With respect to radiologic findings, based on the advent of high-resolution CT or TSCT, the radiology-pathology correlation has been studied (19,21,66), and the radiologic appearance of the various histologic subtypes in lung cancer, especially adenocarcinoma, has been described in detail (67). It has been shown that the lesions with GGO are more likely to be “early” adenocarcinomas such as adenocarcinoma in situ (AIS), or minimally invasive adenocarcinoma (MIA). Recent studies demonstrated that patients with GGO-dominant lung adenocarcinoma (consolidation/tumor ratio ≤0.5 on TSCT scan; Figure 1) of clinical stage I have an excellent prognosis (19,68). These tumors might be curatively treated with sublobar resection such as wedge resection or segmentectomy.

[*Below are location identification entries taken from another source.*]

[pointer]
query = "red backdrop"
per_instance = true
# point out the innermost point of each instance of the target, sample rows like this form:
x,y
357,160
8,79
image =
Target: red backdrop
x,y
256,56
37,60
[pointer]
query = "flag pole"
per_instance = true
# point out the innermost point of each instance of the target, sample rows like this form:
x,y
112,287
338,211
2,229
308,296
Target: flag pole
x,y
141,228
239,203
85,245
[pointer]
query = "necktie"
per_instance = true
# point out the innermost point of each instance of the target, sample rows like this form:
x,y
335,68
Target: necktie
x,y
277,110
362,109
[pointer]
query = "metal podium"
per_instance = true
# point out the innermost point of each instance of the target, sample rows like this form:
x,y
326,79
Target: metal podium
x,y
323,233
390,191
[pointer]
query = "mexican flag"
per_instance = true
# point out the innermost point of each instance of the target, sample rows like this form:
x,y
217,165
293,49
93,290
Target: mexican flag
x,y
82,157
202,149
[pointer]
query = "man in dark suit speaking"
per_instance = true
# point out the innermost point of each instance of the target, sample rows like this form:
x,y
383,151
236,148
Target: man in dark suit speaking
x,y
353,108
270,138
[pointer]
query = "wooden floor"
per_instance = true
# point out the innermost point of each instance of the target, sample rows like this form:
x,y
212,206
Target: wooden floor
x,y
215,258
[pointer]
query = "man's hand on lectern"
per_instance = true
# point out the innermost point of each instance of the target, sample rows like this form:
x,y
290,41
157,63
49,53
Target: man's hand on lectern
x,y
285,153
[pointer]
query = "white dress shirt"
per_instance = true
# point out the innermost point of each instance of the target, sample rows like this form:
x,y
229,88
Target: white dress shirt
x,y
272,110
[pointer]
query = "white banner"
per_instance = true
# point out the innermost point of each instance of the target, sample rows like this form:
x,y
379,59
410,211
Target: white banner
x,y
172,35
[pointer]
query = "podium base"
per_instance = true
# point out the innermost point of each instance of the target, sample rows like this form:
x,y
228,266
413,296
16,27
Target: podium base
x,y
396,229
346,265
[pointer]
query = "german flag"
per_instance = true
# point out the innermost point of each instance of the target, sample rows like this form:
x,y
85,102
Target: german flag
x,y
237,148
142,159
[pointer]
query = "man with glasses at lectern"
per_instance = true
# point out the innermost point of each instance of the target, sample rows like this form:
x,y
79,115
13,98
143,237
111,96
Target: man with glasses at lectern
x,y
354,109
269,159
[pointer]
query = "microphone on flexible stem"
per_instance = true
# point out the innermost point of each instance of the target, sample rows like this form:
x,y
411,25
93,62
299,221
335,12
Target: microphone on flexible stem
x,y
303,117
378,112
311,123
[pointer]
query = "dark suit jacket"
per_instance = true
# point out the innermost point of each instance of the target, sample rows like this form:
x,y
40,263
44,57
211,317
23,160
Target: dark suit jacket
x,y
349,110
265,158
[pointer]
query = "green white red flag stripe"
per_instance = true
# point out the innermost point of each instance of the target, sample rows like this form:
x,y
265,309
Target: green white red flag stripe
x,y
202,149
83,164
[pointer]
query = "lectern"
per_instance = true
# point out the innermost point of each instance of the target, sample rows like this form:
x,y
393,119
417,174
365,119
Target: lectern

Figure 1 Calculation of the consolidation/tumor ratio to define radiologic noninvasive lung cancer on thin-section computed tomography. The maximum diameter of consolidation (b) is divided by the maximum tumor diameter (a) to give the consolidation/tumor ratio.

Intentional sublobar resection

Lobectomy has been the standard of care for early-stage NSCLC since the 1995 report from the LCSG (1). Many studies have retrospectively supported this result, and have indicated that lobectomy carries an overall and disease-free survival advantage when compared to sublobar resection (32,33,36,69). Consequently, sublobar resection has typically been used for high-risk, but still operable, patients with lung cancer. However, recent improvements in the detection of small peripheral tumors and GGOs associated with a favorable histology have led to the increased use of sublobar resection in many centers to include patients with an adequate physiologic reserve.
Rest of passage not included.